Log360 can help to detect and mitigate PowerShell execution attacks and such stealthy attacks with a suite of security features like:
- Behavior analytics
- Mitre ATT&CK reports and
- Correlation of network events
How to detect and mitigate PowerShell execution attacks like T1059 using Log360
Log360 is a unified SIEM solution with integrated DLP and CASB capabilities that detects, prioritizes, investigates, and responds to security threats. It provides holistic security visibility across on-premises, cloud, and hybrid networks with its intuitive and advanced security analytics and monitoring capabilities.
- Script block logging analysis
- Behavioral analytics
- MITRE ATT&CK
Script block logging analysis
Script block logging is a PowerShell logging and auditing capability, which plays a crucial role in capturing the detailed information about scripts and PowerShell commands that are being executed within an environment. By enabling this, enterprises can keep an eye on the commands and scripts that are being executed by users, administrators, or potentially malicious threat actors.
Threat hunters find it difficult to keep track of all the event logs generated by PowerShell scripts.
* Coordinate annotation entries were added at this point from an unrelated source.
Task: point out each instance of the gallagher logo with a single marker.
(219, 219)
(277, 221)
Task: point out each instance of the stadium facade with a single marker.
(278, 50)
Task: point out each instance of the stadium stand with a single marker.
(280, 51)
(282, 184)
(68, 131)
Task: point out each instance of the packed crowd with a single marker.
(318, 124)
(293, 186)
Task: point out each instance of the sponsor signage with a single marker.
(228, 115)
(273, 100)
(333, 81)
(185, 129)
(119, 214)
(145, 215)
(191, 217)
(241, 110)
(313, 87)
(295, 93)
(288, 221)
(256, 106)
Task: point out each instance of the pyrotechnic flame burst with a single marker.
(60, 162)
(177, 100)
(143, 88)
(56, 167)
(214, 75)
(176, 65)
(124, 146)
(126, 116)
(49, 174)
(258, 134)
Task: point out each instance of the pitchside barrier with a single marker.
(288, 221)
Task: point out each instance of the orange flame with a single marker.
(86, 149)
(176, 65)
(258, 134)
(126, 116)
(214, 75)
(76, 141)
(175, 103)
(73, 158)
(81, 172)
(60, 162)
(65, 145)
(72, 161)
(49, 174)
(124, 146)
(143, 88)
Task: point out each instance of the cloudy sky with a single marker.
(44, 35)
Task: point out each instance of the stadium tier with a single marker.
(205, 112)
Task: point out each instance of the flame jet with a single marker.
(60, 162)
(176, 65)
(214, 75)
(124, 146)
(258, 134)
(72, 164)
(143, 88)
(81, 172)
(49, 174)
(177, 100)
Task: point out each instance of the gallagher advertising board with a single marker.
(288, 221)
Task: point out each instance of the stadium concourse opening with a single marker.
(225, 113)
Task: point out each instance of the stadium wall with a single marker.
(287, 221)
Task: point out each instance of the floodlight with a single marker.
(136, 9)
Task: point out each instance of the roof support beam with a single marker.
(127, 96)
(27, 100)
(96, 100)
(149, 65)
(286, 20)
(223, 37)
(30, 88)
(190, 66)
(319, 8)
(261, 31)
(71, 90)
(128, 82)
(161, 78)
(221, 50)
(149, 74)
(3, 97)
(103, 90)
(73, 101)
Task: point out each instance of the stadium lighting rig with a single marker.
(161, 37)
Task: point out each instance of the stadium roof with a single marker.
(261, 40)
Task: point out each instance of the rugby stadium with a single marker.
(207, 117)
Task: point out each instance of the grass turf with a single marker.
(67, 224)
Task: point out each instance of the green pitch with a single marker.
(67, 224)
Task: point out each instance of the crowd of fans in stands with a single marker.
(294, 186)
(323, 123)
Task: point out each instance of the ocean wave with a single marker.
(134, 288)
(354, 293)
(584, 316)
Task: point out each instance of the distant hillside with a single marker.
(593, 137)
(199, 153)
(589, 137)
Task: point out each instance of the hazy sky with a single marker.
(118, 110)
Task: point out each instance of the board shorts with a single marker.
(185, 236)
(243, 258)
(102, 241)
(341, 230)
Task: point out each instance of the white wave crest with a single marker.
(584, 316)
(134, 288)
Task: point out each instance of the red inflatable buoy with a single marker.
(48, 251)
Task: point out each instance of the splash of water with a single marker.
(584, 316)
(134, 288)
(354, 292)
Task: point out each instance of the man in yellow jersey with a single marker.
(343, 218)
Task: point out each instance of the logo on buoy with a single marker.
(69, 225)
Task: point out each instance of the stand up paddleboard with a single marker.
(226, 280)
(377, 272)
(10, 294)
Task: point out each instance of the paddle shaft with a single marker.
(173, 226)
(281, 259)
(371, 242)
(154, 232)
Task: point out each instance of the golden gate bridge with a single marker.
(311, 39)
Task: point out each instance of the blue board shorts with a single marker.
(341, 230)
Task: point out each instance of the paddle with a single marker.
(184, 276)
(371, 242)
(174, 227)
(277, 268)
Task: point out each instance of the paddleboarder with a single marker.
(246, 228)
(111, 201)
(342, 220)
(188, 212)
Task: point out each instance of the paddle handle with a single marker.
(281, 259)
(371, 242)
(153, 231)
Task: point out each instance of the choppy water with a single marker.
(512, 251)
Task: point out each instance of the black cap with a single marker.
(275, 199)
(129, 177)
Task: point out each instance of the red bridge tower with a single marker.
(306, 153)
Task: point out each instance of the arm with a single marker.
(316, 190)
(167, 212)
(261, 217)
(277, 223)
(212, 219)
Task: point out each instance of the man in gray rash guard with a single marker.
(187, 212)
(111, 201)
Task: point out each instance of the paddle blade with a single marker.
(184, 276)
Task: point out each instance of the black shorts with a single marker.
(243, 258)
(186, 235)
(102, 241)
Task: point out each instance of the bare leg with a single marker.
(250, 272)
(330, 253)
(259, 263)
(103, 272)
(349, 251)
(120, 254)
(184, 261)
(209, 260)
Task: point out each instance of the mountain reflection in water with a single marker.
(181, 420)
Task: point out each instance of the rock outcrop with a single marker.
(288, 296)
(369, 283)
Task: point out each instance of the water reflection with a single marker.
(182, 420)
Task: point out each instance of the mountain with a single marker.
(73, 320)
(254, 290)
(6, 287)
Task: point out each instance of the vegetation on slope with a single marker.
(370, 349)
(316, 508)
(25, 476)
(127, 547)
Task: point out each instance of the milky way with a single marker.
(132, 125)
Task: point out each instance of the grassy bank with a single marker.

To monitor all these event logs, organizations can utilize a SIEM solution like Log360, which uses Active Directory auditing to simplify threat hunting.
Behavioral analytics
With help of Log360's UEBA feature, threat hunters can identify anomalous PowerShell activities like unusual usage patterns, excessive command executions, or attempts to evade detection through obfuscation techniques. It also provides customizable risk scores for each anomaly, helping you prioritize threats based on severity.
MITRE ATT&CK
Log360's MITRE ATT&CK framework reports help in detecting and mitigating PowerShell-related threats like running malicious code to control the victim's systems.
Here are some MITRE ATT&CK reports that help detect PowerShell activities:
Remote PowerShell sessions
Monitor Sysmon event ID 10 (process access) and event ID 4688/4689 (new process has been created/ended), which are used to record the executed command lines. By analyzing the command lines, you can detect potentially malicious uses of PowerShell.
PowerShell downgrade attack
To prevent downgrade attacks, threat hunters should check for event ID 400 or 4688, each of which indicate the start of PowerShell activity, whether local or remote. This is an Engine Lifecycle event and includes the engine version. Check for instances where a PowerShell process (powershell.exe) is created, especially if it's associated with an older version of PowerShell.